J'avais eu une rencontre agréable et surprenante en arrivant à ma nouvelle affectation, la 3ème Compagnie du 2ème BEP, mon commandant le Capitaine VIAL vu pour la première fois en 1951, à Sidi-Bel-Abbes juste au départ de mon deuxième séjour, il était jeune sous-lieutenant à l'époque, frais émoulu de Saint-Cyr, et était mon chef de section pendant toute la traversée d'Oran à Saigon, pendant laquelle - pour passer le temps - on lui racontait des trucs Viet-Minh.
Enfin, le jour du départ est arrivé, pour "eux" nous étions "mûrs". Le 16 avril au soir, nous recevions nos "bardas" (parachutes). J'avais pris le commandement du premier "stick" (soit douze légionnaires).

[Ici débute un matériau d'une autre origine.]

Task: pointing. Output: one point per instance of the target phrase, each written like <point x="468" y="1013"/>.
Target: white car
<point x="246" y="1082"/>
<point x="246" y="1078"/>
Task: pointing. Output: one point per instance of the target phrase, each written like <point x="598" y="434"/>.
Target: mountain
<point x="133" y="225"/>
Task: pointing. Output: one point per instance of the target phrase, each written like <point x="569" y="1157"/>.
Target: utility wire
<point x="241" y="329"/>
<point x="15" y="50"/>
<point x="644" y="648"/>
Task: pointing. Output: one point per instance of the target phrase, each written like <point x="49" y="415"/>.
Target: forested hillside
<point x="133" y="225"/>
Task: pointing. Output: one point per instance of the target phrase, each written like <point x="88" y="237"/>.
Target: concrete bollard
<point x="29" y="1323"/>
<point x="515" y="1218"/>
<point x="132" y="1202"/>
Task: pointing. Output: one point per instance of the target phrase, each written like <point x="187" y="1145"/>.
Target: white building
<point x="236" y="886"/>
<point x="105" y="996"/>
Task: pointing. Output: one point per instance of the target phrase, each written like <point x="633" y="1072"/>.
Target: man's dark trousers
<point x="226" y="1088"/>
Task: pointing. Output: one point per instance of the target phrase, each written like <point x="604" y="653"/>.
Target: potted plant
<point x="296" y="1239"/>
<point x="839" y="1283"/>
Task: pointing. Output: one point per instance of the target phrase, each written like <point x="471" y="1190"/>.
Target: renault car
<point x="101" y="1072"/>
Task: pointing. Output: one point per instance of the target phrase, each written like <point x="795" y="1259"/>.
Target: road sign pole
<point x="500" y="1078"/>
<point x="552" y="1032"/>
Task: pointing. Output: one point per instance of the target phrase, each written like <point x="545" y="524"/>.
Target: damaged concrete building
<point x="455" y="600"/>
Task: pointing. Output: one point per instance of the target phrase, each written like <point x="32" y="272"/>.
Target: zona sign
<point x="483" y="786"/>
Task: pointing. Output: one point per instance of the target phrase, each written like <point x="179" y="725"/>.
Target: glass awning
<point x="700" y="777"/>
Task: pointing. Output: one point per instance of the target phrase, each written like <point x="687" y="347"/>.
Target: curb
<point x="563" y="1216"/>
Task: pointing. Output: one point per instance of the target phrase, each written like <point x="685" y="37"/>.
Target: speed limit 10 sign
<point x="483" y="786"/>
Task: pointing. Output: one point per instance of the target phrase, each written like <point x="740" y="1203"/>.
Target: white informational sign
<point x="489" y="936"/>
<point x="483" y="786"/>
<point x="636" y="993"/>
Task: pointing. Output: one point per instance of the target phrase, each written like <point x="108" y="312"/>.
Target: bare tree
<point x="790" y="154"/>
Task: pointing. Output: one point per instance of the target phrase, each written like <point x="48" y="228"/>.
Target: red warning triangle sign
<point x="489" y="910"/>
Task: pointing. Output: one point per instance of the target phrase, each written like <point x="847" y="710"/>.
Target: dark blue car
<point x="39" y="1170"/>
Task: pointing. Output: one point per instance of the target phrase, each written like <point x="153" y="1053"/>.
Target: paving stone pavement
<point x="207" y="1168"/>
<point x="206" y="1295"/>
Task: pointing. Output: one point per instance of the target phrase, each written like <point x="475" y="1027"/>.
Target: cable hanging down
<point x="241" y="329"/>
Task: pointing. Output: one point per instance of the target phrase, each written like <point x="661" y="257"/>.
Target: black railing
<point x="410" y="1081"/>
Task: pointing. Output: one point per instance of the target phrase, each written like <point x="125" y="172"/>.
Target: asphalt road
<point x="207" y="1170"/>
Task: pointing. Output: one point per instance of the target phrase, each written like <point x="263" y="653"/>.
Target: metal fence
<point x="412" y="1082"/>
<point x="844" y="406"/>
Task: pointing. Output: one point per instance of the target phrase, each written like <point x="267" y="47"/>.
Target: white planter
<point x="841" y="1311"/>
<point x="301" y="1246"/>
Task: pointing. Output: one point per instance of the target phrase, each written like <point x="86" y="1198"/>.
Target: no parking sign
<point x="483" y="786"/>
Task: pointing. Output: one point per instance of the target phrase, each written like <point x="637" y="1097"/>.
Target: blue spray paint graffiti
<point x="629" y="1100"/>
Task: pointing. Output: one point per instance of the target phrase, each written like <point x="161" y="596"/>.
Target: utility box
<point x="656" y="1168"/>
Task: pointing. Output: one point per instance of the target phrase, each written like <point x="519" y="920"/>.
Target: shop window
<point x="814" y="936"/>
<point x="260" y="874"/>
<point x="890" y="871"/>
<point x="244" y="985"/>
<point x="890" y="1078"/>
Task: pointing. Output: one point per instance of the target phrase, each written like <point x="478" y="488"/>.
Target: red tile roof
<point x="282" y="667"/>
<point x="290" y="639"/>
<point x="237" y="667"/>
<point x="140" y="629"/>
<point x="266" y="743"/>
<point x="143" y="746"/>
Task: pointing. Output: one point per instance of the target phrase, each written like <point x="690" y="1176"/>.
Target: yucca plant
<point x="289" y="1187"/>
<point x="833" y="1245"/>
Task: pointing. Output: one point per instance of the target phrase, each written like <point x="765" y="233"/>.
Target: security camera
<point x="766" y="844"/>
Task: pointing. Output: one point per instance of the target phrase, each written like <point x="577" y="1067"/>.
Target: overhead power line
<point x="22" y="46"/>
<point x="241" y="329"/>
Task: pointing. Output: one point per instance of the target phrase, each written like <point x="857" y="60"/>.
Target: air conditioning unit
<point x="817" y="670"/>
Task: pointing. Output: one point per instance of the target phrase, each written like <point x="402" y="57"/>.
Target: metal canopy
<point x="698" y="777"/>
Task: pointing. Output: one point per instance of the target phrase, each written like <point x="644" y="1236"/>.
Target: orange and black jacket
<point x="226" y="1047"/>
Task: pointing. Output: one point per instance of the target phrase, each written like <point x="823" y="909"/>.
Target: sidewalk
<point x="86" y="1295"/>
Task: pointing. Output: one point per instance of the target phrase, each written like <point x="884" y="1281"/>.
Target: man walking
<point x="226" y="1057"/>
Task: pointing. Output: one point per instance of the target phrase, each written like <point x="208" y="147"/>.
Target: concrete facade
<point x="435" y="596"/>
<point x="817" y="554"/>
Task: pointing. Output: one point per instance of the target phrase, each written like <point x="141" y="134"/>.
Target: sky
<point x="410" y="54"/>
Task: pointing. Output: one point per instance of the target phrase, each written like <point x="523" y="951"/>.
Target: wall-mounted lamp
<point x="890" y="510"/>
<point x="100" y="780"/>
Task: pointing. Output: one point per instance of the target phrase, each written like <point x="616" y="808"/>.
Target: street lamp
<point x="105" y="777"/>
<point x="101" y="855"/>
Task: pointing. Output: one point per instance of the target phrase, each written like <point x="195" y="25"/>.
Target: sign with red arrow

Auparavant, il avait fallu chercher les légionnaires qui traînent dans les bistrots et qui avaient fait le mur car le quartier avait été consigné jusqu'au départ. Dans mon "stick", ils manquaient PINTO un espagnol et son ami RUIZ aussi qui faisait le dernier tour des "ConGhaï" dans les quelques gargotes du village voisin de l'aérodrome de Gia-Lam où les Dakota nous attendaient dans le noir. L'air était frais, il n'y avait pas de Lune (du moins je n'y prêtais pas une attention particulière occupé que j'étais à rassembler tout mon "stick"). Finalement, la patrouille me ramène mes deux gars qu'aussitôt nous récupérons avant que la nouvelle n'arrive au Commandant de Compagnie. Ceci pour leur éviter la taule et le grand plaisir de participer à notre croisade. Tant bien que mal, nous réussissons à leur faire enfiler le barda et à grimper ensemble dans le Dakota. J'espérais que l'air frais de la nuit les dessaoulerait.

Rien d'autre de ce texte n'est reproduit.